This is literally short story number one, as in the very first one I ever wrote. And also the very first one I ever submitted for publication and the very first one accepted for publication. As in I was 1 for 1 for 1. Of course while this was great for my ego, it set me up for a real fall when I discovered that not every story I wrote got instantly accepted. In fact, since then my track record is more like 11 for 160 (see my blogs counting down to 100 rejections, and that was over a year ago)
“Walking with Great Uncle” is a lighthearted ghost story set in modern-day Colorado dealing with a very serious topic–the Japanese Internment Camps during World War II. Nishi Frightler is a student of the paranormal, literally a college student who is given the assignment of studying a ghost. She chooses the ghost of her nine-year-old great uncle, Enomoto-san, and brings him to school with her. But only she can see him, at least outside of her very unusual college, and people poke fun at her as she is talking with an invisible ghost.
So she laughs. That’s the light-hearted part. Then she takes her great-uncle back to the graveyard at Camp Amache. That’s the sad part.

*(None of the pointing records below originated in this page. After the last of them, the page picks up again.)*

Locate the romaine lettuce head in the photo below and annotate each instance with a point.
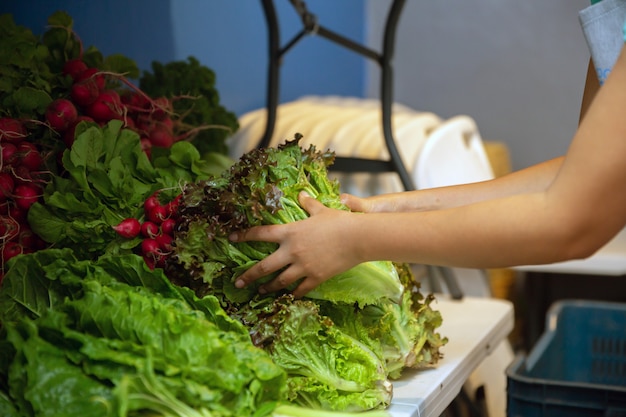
(262, 188)
(404, 334)
(327, 369)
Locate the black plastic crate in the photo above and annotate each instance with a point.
(576, 368)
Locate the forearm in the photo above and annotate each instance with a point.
(533, 179)
(514, 230)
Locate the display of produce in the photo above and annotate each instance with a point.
(117, 296)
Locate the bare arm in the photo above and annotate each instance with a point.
(532, 179)
(569, 216)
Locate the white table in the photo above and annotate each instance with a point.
(474, 327)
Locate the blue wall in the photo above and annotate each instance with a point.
(228, 36)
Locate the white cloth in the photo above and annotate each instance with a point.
(602, 24)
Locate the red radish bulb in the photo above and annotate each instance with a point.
(6, 186)
(149, 229)
(128, 228)
(84, 92)
(165, 242)
(12, 130)
(167, 227)
(26, 195)
(92, 74)
(29, 156)
(61, 114)
(150, 248)
(106, 107)
(10, 250)
(9, 153)
(70, 134)
(9, 228)
(162, 137)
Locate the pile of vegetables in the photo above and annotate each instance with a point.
(119, 298)
(51, 86)
(376, 322)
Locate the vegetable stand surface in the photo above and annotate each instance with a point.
(474, 327)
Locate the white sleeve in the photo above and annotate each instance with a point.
(602, 24)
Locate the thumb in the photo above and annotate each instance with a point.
(310, 204)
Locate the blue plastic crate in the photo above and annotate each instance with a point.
(576, 368)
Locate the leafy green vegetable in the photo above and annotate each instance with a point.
(195, 97)
(403, 333)
(341, 343)
(90, 341)
(263, 188)
(327, 368)
(107, 179)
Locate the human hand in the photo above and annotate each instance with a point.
(313, 249)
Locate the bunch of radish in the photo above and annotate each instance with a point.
(21, 185)
(99, 96)
(156, 229)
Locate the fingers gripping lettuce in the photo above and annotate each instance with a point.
(341, 343)
(263, 188)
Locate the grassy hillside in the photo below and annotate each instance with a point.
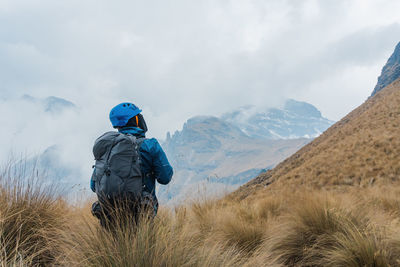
(302, 228)
(362, 149)
(336, 202)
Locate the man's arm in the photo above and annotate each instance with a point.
(162, 169)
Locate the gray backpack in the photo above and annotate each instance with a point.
(117, 170)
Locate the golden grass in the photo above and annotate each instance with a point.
(334, 203)
(363, 149)
(285, 228)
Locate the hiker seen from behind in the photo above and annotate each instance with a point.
(127, 167)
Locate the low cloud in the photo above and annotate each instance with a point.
(179, 59)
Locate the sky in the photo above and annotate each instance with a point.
(177, 59)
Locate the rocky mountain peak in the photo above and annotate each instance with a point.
(390, 72)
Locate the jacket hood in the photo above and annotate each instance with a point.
(133, 131)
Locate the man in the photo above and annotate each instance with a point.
(121, 178)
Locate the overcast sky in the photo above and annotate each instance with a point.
(177, 59)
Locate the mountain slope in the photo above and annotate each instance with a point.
(294, 120)
(216, 156)
(390, 72)
(360, 150)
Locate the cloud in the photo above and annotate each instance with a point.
(177, 59)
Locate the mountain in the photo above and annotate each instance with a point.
(295, 120)
(363, 149)
(390, 72)
(214, 154)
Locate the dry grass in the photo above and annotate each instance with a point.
(283, 228)
(334, 203)
(363, 149)
(31, 216)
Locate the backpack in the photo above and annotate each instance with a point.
(118, 166)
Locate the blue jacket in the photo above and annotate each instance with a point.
(155, 165)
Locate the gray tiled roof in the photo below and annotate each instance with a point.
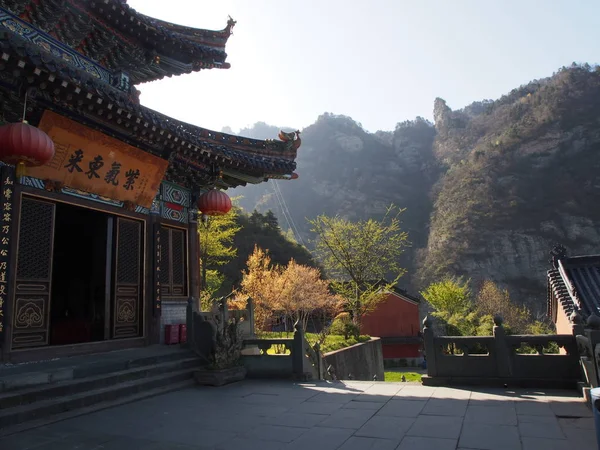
(575, 284)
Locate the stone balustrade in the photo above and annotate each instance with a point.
(500, 359)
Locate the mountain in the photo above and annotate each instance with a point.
(488, 189)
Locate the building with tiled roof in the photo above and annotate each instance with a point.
(99, 246)
(573, 286)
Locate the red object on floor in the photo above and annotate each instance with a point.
(171, 334)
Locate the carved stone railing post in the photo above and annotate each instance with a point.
(430, 348)
(298, 351)
(319, 357)
(501, 351)
(577, 327)
(250, 309)
(189, 322)
(224, 310)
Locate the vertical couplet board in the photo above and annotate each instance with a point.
(31, 312)
(157, 270)
(6, 195)
(128, 275)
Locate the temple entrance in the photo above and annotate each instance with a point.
(79, 267)
(79, 276)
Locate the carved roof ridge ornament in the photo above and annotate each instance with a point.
(558, 252)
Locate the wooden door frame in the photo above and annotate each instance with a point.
(37, 353)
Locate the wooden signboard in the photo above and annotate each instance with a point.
(91, 161)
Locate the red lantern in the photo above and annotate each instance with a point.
(214, 203)
(24, 145)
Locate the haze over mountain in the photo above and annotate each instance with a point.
(488, 189)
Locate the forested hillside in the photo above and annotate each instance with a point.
(488, 189)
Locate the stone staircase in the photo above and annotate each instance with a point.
(36, 394)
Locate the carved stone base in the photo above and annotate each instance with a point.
(206, 377)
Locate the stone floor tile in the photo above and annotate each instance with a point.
(544, 430)
(188, 435)
(374, 398)
(246, 443)
(402, 408)
(275, 433)
(533, 408)
(426, 443)
(347, 418)
(320, 438)
(536, 443)
(327, 397)
(386, 427)
(317, 408)
(454, 393)
(357, 385)
(573, 408)
(586, 424)
(489, 437)
(24, 441)
(445, 407)
(581, 439)
(293, 419)
(363, 405)
(128, 443)
(447, 427)
(493, 415)
(415, 392)
(363, 443)
(384, 389)
(525, 418)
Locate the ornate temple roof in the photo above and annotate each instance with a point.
(575, 284)
(59, 78)
(117, 37)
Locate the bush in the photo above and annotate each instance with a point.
(343, 325)
(339, 323)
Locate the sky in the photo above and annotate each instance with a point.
(378, 61)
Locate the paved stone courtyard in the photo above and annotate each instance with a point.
(321, 416)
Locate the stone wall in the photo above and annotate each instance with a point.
(172, 313)
(497, 361)
(359, 362)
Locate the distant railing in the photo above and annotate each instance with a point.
(294, 358)
(201, 324)
(500, 359)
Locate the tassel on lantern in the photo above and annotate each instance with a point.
(20, 169)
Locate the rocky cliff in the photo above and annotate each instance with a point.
(488, 189)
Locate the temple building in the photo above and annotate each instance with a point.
(99, 245)
(573, 288)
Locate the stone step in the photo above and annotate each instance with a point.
(36, 423)
(66, 369)
(40, 409)
(16, 397)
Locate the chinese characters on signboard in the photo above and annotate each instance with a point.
(157, 260)
(91, 161)
(6, 197)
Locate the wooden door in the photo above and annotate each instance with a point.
(31, 317)
(127, 310)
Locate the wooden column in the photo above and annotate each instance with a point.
(8, 232)
(108, 277)
(156, 253)
(194, 256)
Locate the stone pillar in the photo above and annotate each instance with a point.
(298, 351)
(194, 255)
(577, 327)
(189, 322)
(429, 344)
(501, 350)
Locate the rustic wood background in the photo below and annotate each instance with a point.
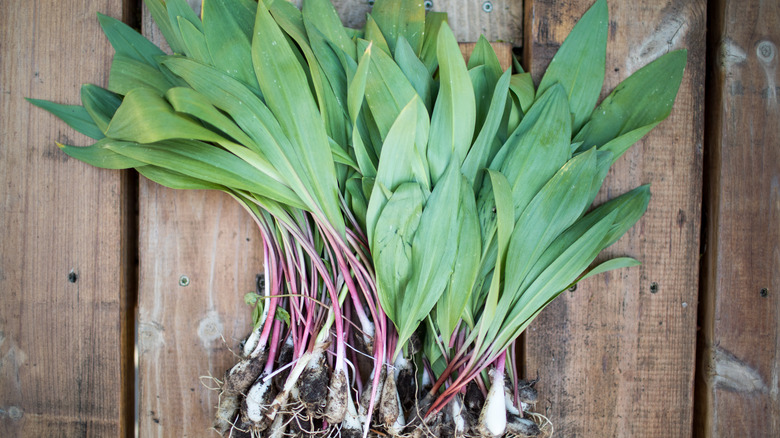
(119, 298)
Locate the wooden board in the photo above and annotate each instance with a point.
(186, 333)
(65, 326)
(498, 20)
(616, 357)
(737, 386)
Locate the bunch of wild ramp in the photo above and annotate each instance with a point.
(417, 212)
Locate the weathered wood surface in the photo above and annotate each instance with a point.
(737, 386)
(187, 333)
(498, 20)
(616, 357)
(65, 339)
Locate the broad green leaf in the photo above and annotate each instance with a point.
(637, 104)
(76, 116)
(399, 163)
(175, 180)
(391, 245)
(159, 12)
(100, 104)
(482, 151)
(194, 42)
(434, 251)
(433, 22)
(452, 122)
(628, 208)
(99, 155)
(483, 54)
(415, 71)
(401, 18)
(128, 74)
(452, 304)
(374, 35)
(579, 64)
(522, 86)
(323, 15)
(210, 164)
(551, 282)
(127, 42)
(557, 205)
(285, 87)
(228, 38)
(144, 107)
(177, 9)
(365, 157)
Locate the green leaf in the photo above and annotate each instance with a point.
(228, 37)
(452, 304)
(100, 104)
(128, 74)
(76, 116)
(285, 87)
(175, 180)
(144, 107)
(399, 163)
(636, 105)
(452, 122)
(391, 245)
(557, 205)
(158, 9)
(580, 62)
(433, 22)
(401, 18)
(99, 155)
(129, 43)
(434, 251)
(482, 150)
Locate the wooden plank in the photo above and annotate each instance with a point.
(616, 357)
(737, 387)
(65, 323)
(186, 333)
(498, 20)
(208, 238)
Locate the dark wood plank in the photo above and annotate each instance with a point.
(737, 385)
(616, 357)
(65, 326)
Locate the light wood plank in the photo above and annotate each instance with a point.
(614, 358)
(64, 339)
(186, 333)
(737, 385)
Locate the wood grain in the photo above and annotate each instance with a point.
(65, 333)
(498, 20)
(186, 333)
(737, 386)
(616, 359)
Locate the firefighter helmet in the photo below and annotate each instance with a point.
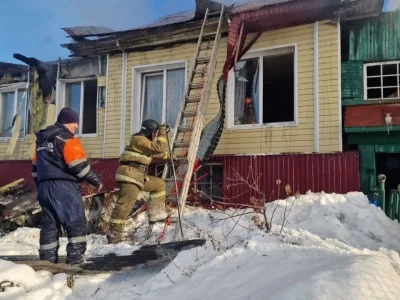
(149, 126)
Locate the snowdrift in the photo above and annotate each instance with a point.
(331, 247)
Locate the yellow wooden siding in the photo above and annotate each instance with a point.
(94, 145)
(113, 106)
(328, 87)
(247, 141)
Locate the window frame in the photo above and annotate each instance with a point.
(60, 102)
(14, 88)
(381, 64)
(138, 89)
(260, 53)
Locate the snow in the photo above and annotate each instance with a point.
(330, 247)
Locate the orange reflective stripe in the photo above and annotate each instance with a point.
(73, 150)
(34, 154)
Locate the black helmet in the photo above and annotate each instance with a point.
(149, 126)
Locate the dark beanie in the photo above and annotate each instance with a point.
(67, 116)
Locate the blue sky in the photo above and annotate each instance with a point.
(32, 27)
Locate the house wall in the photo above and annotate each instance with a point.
(261, 140)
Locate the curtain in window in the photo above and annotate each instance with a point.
(175, 91)
(153, 97)
(22, 105)
(7, 113)
(240, 91)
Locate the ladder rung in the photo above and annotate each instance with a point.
(193, 99)
(205, 47)
(181, 144)
(200, 71)
(209, 34)
(203, 60)
(212, 23)
(191, 113)
(171, 179)
(195, 86)
(185, 128)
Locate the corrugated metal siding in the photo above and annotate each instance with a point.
(375, 38)
(13, 170)
(331, 173)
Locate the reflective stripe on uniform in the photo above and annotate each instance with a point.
(162, 139)
(148, 158)
(120, 177)
(117, 221)
(157, 195)
(76, 162)
(49, 246)
(84, 172)
(77, 239)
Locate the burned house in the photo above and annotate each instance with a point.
(276, 98)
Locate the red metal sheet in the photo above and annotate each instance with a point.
(371, 115)
(331, 173)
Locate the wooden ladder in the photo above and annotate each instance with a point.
(189, 124)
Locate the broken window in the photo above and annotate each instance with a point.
(82, 98)
(265, 88)
(382, 80)
(13, 103)
(162, 93)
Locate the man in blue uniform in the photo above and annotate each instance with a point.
(58, 166)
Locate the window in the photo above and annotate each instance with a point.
(158, 93)
(263, 87)
(208, 179)
(382, 80)
(82, 97)
(12, 102)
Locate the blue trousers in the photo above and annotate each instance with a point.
(61, 203)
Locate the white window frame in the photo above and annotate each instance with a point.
(138, 89)
(60, 103)
(381, 64)
(260, 53)
(14, 88)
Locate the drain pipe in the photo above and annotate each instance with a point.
(381, 191)
(105, 110)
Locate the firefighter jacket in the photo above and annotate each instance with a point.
(141, 151)
(60, 156)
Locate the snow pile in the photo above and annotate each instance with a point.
(331, 247)
(22, 282)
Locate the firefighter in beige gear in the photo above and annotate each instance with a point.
(132, 179)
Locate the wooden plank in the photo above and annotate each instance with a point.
(10, 185)
(14, 136)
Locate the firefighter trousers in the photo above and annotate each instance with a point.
(127, 197)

“Walking with Great Uncle” features cameos by Granny Hooper, aka Twilly Reynolds, from “The Last Ghost of the War” and “The Confederate Cavalryman’s Saber” (now out in eBook…just saying) as well as Hildi Schreiber, the protagonist of the still unpublished great American novel, Gho.
Walking with Great Uncle
I skip down the driveway toward my dirt-brown Volkswagen, then cringe when I realize that someone might see me. It’s been years since I’ve skipped, but I’m excited. My great uncle, Enomoto-san will be staying with me for a week. He’s only nine years old, so we always have lots of fun together. He doesn’t laugh much, never has, so I laugh for him. Sometimes other people look at me and laugh too. Sometimes they just look at me.
Enomoto-san had a difficult and foreshortened life. He and my grandfather, Ojiisan, were interred in Camp Amache here in Colorado during World War II. It would not have been a fun place for a boy to grow up. Nor safe. Enomoto-san, an American citizen, had a weak constitution and died two weeks after he was relocated there. Interred in a concentration camp by his own country while his father volunteered to fight for that same country. No wonder he never laughs—he’s a ghost.